To identify opportunities to enrich local people and places, we must look outside the construction chain, says Adam Crossley
Social value isn’t something done to people – it’s created with and for people. A rich understanding of the community is therefore vital to identifying the local challenges and finding ways to involve people in our projects in a way that creates value far beyond the tangible assets we build.
Our approach to creating social value is looking for opportunities to enrich people, places and partnerships throughout delivery of our programmes. For example, can we ensure that local people are recruited for our roles? Are there opportunities to reduce carbon in construction, or reuse materials to enhance local environments? Can we deliver our project in a way that’s safer, healthier and more inclusive for everyone?

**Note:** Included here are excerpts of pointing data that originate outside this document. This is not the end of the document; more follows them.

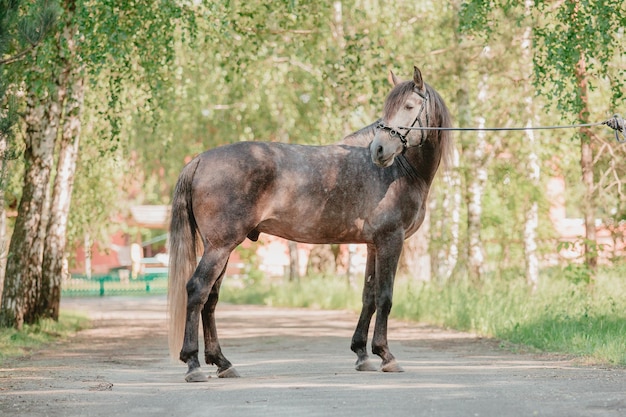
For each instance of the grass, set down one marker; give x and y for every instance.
(15, 343)
(562, 316)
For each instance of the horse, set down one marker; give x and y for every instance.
(370, 188)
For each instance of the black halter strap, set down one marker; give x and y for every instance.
(394, 132)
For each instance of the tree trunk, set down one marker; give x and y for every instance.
(3, 213)
(531, 222)
(72, 81)
(476, 182)
(449, 223)
(415, 258)
(23, 272)
(586, 164)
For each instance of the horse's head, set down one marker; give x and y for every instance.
(409, 104)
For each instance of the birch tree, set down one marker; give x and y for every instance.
(93, 37)
(575, 47)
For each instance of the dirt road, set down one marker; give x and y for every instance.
(293, 363)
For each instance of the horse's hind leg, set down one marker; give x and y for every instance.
(359, 339)
(212, 350)
(198, 289)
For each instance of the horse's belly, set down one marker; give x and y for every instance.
(312, 230)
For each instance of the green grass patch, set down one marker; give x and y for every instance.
(562, 316)
(31, 337)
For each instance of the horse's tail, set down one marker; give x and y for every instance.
(183, 256)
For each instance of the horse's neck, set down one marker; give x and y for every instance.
(362, 137)
(423, 161)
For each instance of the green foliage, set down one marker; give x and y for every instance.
(314, 292)
(31, 337)
(572, 30)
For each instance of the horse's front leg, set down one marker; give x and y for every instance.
(387, 256)
(359, 339)
(198, 290)
(212, 350)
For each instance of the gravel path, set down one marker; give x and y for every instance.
(293, 362)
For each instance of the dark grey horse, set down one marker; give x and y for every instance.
(370, 188)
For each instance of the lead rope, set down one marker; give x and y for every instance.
(616, 123)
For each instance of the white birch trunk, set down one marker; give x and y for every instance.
(534, 170)
(23, 273)
(415, 258)
(449, 223)
(72, 82)
(476, 182)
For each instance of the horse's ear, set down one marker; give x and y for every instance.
(393, 79)
(417, 78)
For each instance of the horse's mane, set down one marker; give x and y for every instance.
(438, 111)
(440, 116)
(362, 137)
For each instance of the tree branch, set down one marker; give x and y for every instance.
(18, 56)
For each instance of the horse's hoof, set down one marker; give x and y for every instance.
(391, 367)
(365, 366)
(228, 373)
(196, 376)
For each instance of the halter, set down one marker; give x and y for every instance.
(393, 132)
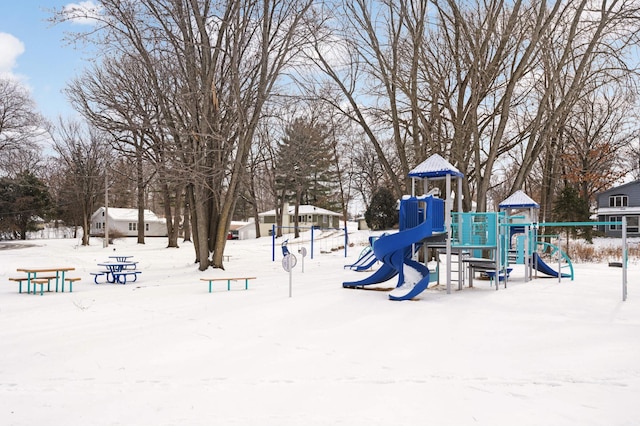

Looking for these opportunities is now intrinsic to how we work, but the biggest impact is made when we collaborate outside the construction value chain to focus on what’s most important to the community.
For example, our partnership with British Land has developed social value commitments shaped around generating support for skills and employment, local business and wellbeing – the priorities of people surrounding the £180m redevelopment at Blossom Street in Spitalfields.
Key to unlocking the huge potential of social value in place-making is active collaboration with communities, customers and partners
After seeing the benefits of skills-building activities for people like Mahin, who joined us for a 12-week placement to gain hands-on experience as a project engineer on the refurbishment of 60 London Wall, we are working with Westminster Kingsway College to create placement opportunities at Blossom Street for the next cohort of T-level students, as well as recruiting apprentices and supporting local recruitment and education.
This approach has also paid dividends as part of our involvement in the joint venture working to deliver packages for HS2. For this community, homelessness is on the rise. Sponsored by HS2 and together with our partners and local charities, we have supported people through the employment and upskilling of homeless people and the creation of pop-up shelters that use our site buildings to provide temporary accommodation.
There is much more that can be done, and key to unlocking the huge potential of social value in place-making is active collaboration with communities, customers and partners to create projects that leave a legacy even bigger than the structures we build.